OK, Tee gab’s da auch. Ja, wir haben welchen gekauft :).
Nun auf zum Tempel Pura Tirta Empul.
Long Story short: ein lokaler, böser König kämpfte gegen den Gott Indra und vergifteten dessen Soldaten. Indra schuf daher eine Heilquelle und seitdem (Indra hat natürlich gewonnen) werden die Quellen genutzt um darin zu baden und alles schlechte aus dem Körper zu entfernen.
So lang sie einige Regeln beachten sind Touristen herzlich willkommen teilzunehmen.
Das war überhaupt sehr auffällig – bis auf Frauen die Ihre Menstruation haben ist alles hier sehr inklusiv und wenn man sich als Fremdkörper fühlt dann liegt das an einem selbst und definitiv nicht an den Balinesen.
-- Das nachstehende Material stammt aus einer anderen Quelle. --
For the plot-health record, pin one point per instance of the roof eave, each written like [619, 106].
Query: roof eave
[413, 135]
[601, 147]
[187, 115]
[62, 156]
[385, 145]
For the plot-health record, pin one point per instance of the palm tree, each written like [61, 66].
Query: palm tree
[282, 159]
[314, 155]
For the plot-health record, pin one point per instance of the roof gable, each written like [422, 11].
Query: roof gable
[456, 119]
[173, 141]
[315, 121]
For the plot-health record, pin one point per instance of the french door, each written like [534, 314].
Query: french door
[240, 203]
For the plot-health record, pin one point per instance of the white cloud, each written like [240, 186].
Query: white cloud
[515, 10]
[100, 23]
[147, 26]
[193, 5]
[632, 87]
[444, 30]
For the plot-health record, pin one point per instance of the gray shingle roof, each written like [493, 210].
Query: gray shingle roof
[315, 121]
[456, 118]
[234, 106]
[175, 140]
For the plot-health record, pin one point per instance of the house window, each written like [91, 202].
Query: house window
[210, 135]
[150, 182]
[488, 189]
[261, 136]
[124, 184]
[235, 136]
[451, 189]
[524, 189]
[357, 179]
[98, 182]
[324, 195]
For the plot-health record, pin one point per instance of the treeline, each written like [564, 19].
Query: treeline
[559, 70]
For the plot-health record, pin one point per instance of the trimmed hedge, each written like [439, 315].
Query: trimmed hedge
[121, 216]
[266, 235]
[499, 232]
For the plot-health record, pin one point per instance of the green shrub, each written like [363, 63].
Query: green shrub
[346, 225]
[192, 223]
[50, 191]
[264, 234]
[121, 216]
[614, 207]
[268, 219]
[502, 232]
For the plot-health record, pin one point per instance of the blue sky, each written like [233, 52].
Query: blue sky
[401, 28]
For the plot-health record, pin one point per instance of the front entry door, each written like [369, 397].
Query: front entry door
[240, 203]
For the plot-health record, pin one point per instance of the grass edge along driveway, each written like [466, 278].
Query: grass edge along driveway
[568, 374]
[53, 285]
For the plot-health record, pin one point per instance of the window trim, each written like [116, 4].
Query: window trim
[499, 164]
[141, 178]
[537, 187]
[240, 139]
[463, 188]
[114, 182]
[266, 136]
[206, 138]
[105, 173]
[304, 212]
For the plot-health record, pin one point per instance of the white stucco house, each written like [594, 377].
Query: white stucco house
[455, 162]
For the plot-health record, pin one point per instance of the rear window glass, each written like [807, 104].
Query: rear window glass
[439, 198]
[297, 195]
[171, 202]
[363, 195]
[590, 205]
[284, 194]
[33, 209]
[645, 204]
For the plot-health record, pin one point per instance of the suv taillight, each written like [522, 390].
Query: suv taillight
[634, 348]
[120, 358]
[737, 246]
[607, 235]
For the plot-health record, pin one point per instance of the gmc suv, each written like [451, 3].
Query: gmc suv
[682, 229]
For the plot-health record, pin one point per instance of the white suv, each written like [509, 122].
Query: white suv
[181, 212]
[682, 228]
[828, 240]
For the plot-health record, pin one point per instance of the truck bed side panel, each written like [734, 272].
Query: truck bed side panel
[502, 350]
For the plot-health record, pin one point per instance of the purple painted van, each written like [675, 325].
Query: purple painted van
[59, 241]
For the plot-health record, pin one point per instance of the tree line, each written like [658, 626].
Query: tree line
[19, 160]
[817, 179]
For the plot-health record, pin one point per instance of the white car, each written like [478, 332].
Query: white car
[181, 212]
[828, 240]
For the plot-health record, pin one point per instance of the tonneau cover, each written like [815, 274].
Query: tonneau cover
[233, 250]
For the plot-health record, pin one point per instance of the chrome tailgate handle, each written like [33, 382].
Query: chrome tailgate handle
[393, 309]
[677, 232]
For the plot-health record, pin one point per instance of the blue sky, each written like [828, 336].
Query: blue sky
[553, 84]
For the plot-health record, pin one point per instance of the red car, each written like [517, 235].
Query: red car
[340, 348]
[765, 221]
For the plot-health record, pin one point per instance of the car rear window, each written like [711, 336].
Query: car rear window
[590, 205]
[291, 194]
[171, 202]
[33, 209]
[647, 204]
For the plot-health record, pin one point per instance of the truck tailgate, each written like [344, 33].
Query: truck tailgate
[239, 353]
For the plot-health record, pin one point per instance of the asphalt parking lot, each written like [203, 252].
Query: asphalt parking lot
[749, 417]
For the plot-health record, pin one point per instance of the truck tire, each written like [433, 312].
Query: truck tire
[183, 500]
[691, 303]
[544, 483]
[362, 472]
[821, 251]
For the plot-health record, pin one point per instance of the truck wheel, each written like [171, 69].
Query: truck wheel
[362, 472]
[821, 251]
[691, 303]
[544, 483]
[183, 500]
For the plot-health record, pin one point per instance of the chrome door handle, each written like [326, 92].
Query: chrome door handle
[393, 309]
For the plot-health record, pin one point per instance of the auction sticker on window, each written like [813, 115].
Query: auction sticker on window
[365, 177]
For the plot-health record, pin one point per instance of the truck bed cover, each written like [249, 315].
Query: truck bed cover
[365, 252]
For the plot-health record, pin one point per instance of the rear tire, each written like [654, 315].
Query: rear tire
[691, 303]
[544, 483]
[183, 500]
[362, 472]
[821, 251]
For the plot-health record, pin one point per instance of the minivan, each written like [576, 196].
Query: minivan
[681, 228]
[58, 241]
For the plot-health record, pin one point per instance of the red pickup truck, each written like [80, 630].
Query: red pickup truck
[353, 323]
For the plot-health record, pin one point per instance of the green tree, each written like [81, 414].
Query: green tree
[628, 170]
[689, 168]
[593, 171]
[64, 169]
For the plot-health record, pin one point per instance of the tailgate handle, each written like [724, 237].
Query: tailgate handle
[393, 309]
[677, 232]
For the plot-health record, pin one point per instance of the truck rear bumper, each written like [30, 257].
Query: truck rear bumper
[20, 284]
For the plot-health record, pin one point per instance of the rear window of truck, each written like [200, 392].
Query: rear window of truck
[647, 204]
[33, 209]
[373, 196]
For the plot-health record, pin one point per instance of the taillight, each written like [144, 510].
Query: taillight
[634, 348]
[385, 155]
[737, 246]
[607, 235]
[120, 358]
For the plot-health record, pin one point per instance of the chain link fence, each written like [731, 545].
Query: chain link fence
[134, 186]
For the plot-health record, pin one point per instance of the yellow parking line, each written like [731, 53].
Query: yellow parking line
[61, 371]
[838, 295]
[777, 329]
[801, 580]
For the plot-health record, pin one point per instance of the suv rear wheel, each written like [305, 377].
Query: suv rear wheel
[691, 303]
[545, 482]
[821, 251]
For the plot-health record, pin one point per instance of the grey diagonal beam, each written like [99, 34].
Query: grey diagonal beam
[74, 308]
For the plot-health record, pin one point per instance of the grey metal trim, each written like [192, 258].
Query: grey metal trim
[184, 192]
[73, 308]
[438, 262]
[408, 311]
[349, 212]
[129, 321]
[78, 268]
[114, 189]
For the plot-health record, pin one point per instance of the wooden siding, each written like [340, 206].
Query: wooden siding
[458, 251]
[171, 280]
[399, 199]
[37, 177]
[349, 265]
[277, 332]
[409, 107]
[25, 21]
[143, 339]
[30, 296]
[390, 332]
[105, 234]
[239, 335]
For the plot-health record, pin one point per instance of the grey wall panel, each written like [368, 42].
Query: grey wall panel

Der letzte Stopp war dann Goa Gajah – oder auch Elefantentempel – dies war der Meditationsort eines anderen Königs. Kleiner und doch sehr beeindruckend. Vor allem weil er wohl in einer doch sehr stickigen Höhle meditiert hat.

Inzwischen sind wir an einem kleinen Foodmarket angekommen, essen ganz klassisch Pizza und Burger und rennen dann ins Bett. Um 4 Uhr morgens kommt nämlich Gusti wieder um uns abzuholen. Wohin? Erfahrt ihr morgen 🙂




Maria vor dem Wasserfall sieht toll aus! Aber Gusti zusammen mit Euch in traditioneller Kleidung ist auch sehenswert!